Quitting Perth at the head of little more than 2,000 men,1 only the half of whom had arms, the latter, on the 11th September [1745], resumed his adventurous march southward, and crossing the Forth by the perilous fords of Frew, to avoid the guns of Stirling, he held on his way by the Scottish Marathon, by the Torwood and Linlithgow, traversing scenes that he, the heir of the ancient regal line, could not have beheld without emotion, engaged, as he was, on an enterprise more daring and more desperate than had ever been undertaken by any of his ancestors since Bruce fought the battle of Dalry. 

– Old and New Edinburgh, pp.322-329.

1  A true account of the strength of the Highland army, 27th August, 1745 
table 1
(“Culloden Papers.”)
“The Highlanders were not more than 1,800, and the half of them only were armed.” (“Autobiography of Dr.

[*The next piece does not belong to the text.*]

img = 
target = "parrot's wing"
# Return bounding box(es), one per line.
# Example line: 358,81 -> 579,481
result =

Carlyle of Inveresk.”)

Another flood fell under the personal observation of Mr. George Brown on the 11th of September, 1746. On this occasion, he tells us, “the river rose to such a height as to cover all the Laigh Green, to over flow the Bridgegate till near Allan Stevenson’s house, the Stockwell till near James Corbet’s house, and the Saltmarket till it stopped the entry into the Bridgegate.”1

– Old Glasgow, pp.248-266. 

1  Diary of George Brown: privately printed, 1856.

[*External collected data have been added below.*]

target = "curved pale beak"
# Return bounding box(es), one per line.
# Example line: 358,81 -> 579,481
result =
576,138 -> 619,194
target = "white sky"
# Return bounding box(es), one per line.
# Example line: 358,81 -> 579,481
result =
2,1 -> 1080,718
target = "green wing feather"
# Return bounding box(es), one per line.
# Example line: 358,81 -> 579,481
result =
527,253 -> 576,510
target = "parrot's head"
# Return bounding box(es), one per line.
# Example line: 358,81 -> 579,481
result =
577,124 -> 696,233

The following extract is from Ruddiman’s Weekly Mercury, September 16, 1778:- 

   “Last week the colliers under the Earl of Abercorn wrote a letter to his lordship, thanking him for the active part he had taken in Parliament to relieve them and their brethren in Scotland from perpetual slavery, under the oppressive power of which they had long groaned,.. and entreated his lordship to allow them to come up in a body, before the house, to testify their gratitude for so humane and so noble an action. Accordingly, on the 11th September, about fifty colliers, accompanied by about 2000 spectators, marched to Lord Abercorn’s house, at Duddingstone, with colours flying. There they were hospitably entertained, and, after spending the day in innocent amusement, they departed, saying that the 11th September would be a day held in remembrance by them and their posterity.” 

– Sketches, Appendix IV.

A Mediaeval Architect.

“THE article on “A Mediaeval Architect”* throws a flood of light upon that – especially from a Melrosian point of view – eminent mason, John Morow. I happened to visit Melrose in 1869, and in the Freemasons Magazine and Masonic Mirror (London) for 11th September of that year there is an account of my examination of the old Abbey ruins, including John Morow’s autobiography, and also of some of the documents belonging to the old Melrose masonic lodge. When I visited the Abbey ruins my guide would have it that the ruins seen were the ruins of the structure founded in 1136, and at the building of which John Morow acted as the grand master of the Melrose lodge of masons, who it was asserted built the Abbey. As said John, according to his own account related on the stone tablet, was living in the fifteenth century, his age must have rivalled that of some of the antediluvian [pre-biblical flood] patriarchs, when he was a grand master mason1 in the first half of the twelfth century. We are much indebted to Mr. Chalmers for his careful reproductions of John Morow’s inscriptions. I think, in reference to the phrase, “Ye Hye Kirk,” that Mr. Chalmers is wrong when he thinks that in this case it does not specially apply to St. Andrews Cathedral. I think it does; St. Andrews being then the metropolitan See. Mr. J. T. T. Brown’s article on “The Inquest of David” is valuable; this Inquest helps to prove the absurdity of the pretensions of the lodge of Glasgow St. John to have been engaged in the building of the Cathedral of Glasgow in 1057, more than sixty years before the building of said Cathedral was begun.  



– Scots Lore, pp.167-171.

*  A Mediaeval Architect; Part I – Melrose Inscriptions, Part II – Paisley & Glasgow, Part III – Nyddysdayll & Galway, and Part IV – St Andrews & Melrose.